3. The flow rate stabilizer of claim 1, wherein a diameter of the guiding wall is smaller than that of the abutting wall.

4. The flow rate stabilizer of claim 1, wherein the bottom wall has an arc-shaped cross section, the elastic ring fits with the bottom wall when the elastic ring is located at the second position.

5. The flow rate stabilizer of claim 2, wherein the bottom wall has an arc-shaped cross section, the elastic ring fits with the bottom wall when the elastic ring is located at the second position.

6. The flow rate stabilizer of claim 3, wherein the bottom wall has an arc-shaped cross section, the elastic ring fits with the bottom wall when the elastic ring is located at the second position.

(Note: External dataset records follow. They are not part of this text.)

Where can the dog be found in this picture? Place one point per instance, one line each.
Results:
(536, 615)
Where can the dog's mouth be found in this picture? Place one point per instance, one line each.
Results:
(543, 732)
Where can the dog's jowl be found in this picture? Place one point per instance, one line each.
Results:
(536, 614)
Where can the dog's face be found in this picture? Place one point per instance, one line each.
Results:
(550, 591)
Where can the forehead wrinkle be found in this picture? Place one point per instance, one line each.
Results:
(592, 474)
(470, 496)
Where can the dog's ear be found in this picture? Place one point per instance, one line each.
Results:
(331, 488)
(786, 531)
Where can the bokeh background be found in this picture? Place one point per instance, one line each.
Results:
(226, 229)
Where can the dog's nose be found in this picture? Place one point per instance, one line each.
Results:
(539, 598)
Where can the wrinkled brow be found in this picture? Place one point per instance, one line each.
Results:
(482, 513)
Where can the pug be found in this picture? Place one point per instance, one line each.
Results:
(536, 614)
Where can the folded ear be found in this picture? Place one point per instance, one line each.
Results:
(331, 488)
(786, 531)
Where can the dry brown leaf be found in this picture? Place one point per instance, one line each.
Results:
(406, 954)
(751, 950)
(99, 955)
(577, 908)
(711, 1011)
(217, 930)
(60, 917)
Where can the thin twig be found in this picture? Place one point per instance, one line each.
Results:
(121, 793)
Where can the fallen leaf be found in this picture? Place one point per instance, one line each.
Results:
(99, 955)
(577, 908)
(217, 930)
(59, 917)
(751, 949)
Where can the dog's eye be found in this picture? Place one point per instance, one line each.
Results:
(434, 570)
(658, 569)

7. The flow rate stabilizer of claim 1, wherein the guiding wall has an outline which is adjacent to the opening touches tangentially with outlines of the penetrating holes.

8. The flow rate stabilizer of claim 2, wherein the guiding wall has an outline which is adjacent to the opening touches tangentially with outlines of the penetrating holes.

9. The flow rate stabilizer of claim 1, wherein each penetrating hole has a figure covering both figure of the guiding wall and figure of the bottom wall.

10. The flow rate stabilizer of claim 2, wherein each penetrating hole has a figure covering both figure of the guiding wall and figure of the bottom wall.